Valor: É fácil voltar a crescer imediatamente, no Brasil?

Bielschowsky: A partir de agora e, digamos, em 2007 e 2008, basta eliminar o extremo conservadorismo na política de combate à inflação, resultante, talvez, de nosso passado hiperinflacionário, mas já totalmente fora de lugar. Não há, hoje, limitações de capacidade produtiva ou na capacidade para importar que justifiquem temor exagerado com o retorno da inflação. Ela está em níveis baixíssimos, a indexação praticamente desapareceu, mudou o patamar das exportações brasileiras e as reservas são confortáveis, os gastos fiscais estão sob controle, sob vigilância da sociedade. Mesmo na questão mais complicada, da produção de energia elétrica, há como recuperar o atraso, se a política econômica voltar-se efetivamente para o crescimento.

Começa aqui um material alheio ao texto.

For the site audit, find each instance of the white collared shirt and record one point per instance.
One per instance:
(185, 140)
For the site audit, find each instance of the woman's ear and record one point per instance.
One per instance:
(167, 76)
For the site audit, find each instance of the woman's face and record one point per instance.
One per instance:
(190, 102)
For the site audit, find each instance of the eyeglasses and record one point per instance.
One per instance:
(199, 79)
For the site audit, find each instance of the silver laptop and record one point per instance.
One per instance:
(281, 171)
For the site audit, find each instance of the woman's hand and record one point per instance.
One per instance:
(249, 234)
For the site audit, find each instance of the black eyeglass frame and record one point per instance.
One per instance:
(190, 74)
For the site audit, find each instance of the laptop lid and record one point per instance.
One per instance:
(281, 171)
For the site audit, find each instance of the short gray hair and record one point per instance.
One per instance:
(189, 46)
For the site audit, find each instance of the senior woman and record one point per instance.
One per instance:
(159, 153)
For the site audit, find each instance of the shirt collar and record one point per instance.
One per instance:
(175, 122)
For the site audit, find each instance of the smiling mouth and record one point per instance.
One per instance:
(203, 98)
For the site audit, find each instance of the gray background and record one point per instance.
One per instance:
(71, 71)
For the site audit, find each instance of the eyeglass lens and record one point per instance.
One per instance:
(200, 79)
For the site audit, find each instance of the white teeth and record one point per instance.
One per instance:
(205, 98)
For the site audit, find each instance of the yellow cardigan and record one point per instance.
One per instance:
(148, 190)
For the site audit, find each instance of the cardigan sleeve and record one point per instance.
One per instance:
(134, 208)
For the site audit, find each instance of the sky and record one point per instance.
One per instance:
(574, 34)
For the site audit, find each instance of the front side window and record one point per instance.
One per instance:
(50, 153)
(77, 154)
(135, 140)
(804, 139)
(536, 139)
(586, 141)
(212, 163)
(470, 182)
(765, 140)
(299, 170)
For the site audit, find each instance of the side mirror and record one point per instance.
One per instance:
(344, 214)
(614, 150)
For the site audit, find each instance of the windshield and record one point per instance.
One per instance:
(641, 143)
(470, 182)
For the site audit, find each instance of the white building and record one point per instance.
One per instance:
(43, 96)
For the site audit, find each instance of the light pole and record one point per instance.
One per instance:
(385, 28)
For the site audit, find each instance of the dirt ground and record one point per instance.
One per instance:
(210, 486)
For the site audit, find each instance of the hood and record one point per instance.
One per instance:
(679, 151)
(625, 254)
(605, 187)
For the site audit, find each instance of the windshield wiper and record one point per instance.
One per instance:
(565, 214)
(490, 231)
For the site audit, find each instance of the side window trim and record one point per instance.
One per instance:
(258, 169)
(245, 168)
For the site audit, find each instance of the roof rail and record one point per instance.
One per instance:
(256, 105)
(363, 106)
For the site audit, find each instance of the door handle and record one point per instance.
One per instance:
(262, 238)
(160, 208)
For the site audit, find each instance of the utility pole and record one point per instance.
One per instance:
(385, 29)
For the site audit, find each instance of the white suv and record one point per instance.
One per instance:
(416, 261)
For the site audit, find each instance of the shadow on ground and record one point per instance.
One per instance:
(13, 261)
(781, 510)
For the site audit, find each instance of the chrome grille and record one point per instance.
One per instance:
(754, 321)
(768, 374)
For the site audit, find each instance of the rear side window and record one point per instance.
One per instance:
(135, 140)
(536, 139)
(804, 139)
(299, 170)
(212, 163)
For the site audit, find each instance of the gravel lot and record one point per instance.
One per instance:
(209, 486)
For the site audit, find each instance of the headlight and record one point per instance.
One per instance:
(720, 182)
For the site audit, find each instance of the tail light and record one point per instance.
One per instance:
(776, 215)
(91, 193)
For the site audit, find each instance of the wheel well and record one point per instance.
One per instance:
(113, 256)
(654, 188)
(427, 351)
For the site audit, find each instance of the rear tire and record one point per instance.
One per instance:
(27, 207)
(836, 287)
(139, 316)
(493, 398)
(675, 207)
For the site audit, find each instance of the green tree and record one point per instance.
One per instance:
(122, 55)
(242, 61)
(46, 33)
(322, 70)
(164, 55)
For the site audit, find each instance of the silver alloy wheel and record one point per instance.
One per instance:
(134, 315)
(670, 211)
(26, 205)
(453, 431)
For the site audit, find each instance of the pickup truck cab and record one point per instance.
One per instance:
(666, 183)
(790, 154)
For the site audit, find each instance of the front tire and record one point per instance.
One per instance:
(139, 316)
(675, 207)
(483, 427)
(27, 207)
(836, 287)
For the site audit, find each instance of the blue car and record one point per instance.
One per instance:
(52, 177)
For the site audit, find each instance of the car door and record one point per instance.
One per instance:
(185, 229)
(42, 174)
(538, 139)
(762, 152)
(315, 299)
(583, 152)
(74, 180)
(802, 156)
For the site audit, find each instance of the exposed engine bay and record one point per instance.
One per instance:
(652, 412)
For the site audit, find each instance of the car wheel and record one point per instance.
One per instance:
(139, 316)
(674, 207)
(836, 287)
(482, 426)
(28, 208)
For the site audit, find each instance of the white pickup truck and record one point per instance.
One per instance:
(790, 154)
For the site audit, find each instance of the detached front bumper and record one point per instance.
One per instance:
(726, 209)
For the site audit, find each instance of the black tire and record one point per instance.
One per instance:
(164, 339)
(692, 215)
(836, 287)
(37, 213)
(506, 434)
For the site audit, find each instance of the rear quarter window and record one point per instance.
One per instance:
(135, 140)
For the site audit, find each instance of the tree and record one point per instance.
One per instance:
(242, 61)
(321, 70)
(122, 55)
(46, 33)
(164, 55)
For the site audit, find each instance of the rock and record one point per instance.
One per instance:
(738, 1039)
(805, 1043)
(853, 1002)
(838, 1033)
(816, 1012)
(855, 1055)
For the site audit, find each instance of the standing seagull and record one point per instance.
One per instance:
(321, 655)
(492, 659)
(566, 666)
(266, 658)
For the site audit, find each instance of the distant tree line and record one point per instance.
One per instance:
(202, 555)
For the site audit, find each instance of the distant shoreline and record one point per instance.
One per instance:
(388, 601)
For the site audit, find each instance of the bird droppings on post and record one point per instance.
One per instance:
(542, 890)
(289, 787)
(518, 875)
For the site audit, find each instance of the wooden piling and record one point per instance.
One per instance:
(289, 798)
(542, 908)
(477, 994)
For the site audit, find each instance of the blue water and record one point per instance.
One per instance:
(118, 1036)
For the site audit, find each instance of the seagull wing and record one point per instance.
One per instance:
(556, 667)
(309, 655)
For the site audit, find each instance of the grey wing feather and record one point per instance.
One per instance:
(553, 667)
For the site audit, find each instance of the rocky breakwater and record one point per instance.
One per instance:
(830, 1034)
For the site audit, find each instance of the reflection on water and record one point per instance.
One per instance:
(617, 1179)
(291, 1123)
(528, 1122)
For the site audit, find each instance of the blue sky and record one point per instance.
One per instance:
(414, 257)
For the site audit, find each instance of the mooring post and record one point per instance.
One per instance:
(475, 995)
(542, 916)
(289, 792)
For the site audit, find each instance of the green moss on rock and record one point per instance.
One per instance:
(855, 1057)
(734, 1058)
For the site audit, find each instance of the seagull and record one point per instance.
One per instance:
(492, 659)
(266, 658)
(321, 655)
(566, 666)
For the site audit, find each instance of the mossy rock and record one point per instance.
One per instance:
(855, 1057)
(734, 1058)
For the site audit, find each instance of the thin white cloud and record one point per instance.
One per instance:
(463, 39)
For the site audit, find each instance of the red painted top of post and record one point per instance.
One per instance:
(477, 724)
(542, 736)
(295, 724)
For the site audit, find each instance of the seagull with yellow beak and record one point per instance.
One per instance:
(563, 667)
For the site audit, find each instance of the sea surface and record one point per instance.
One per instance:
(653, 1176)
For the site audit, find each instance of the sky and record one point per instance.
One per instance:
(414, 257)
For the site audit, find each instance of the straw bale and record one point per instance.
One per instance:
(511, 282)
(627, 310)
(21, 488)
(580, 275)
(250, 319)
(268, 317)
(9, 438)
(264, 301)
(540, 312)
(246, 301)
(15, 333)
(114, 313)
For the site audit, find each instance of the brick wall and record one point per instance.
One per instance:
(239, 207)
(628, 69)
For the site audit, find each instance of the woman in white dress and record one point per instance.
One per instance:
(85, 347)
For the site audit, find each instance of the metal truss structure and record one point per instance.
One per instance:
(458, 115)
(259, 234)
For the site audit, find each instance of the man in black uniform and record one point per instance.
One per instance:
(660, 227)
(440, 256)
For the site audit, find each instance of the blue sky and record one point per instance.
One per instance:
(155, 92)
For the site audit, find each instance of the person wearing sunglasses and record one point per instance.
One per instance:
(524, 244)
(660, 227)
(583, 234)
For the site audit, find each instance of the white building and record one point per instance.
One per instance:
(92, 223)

Valor: O que falta, para crescer?

Bielschowsky: Nos próximos dois anos, flexibilizar a política monetária e reduzir os juros reais e não fazer bobagens na área fiscal. Realizar pequenos ajustes fiscais, nada radicais, mas que garantam maior investimento sem ferir a credibilidade. Um problema atual é a excessiva valorização cambial. A depender da liquidez internacional, deverá ocorrer uma saudável desvalorização, com a queda dos juros e o retorno ao crescimento. A inflação poderá subir um par de pontos percentuais, para reacomodar variações de preços relativos com a desvalorização do real, mas não será nada que comprometa as atuais metas de inflação, ou que impeça que mais adiante ela volte a cair.

Valor: Mas, depois desses dois anos, sem investimentos, o crescimento se sustentaria?

Bielschowsky: Nos últimos 12 anos, sempre que houve freio, foi por causas que nada têm a ver com produto potencial e excesso de demanda. A exceção foi o apagão, em 2001, um problema localizado na área de energia, que não deve se repetir. O abastecimento de energia pode trazer problemas em 2009 ou 2010, mas há tempo para corrigir os atrasos. Há capacidade ociosa e reservas internacionais para acomodar a expansão enquanto o investimento se recupera. Mas, para crescer 5% ao ano, tem-se de aumentar a taxa de investimento gradualmente, dos atuais 20% a 21% do PIB até, quem sabe, uns 24% ou 25% do PIB em 2010.

Valor: Como se aumenta essa taxa de investimento?

Bielschowsky: É a grande missão governamental: ampliar os investimentos para dar sustentabilidade ao crescimento a médio e longo prazo. Há que ampliar o espaço para os investimentos públicos, sem prejuízo de um declínio suave e gradual na relação divida/PIB, que pode se dar tranqüilamente pela redução dos juros e pela aceleração da expansão do PIB. Também se precisa melhorar o clima para os investimentos privados, reduzir a percepção de riscos e incertezas.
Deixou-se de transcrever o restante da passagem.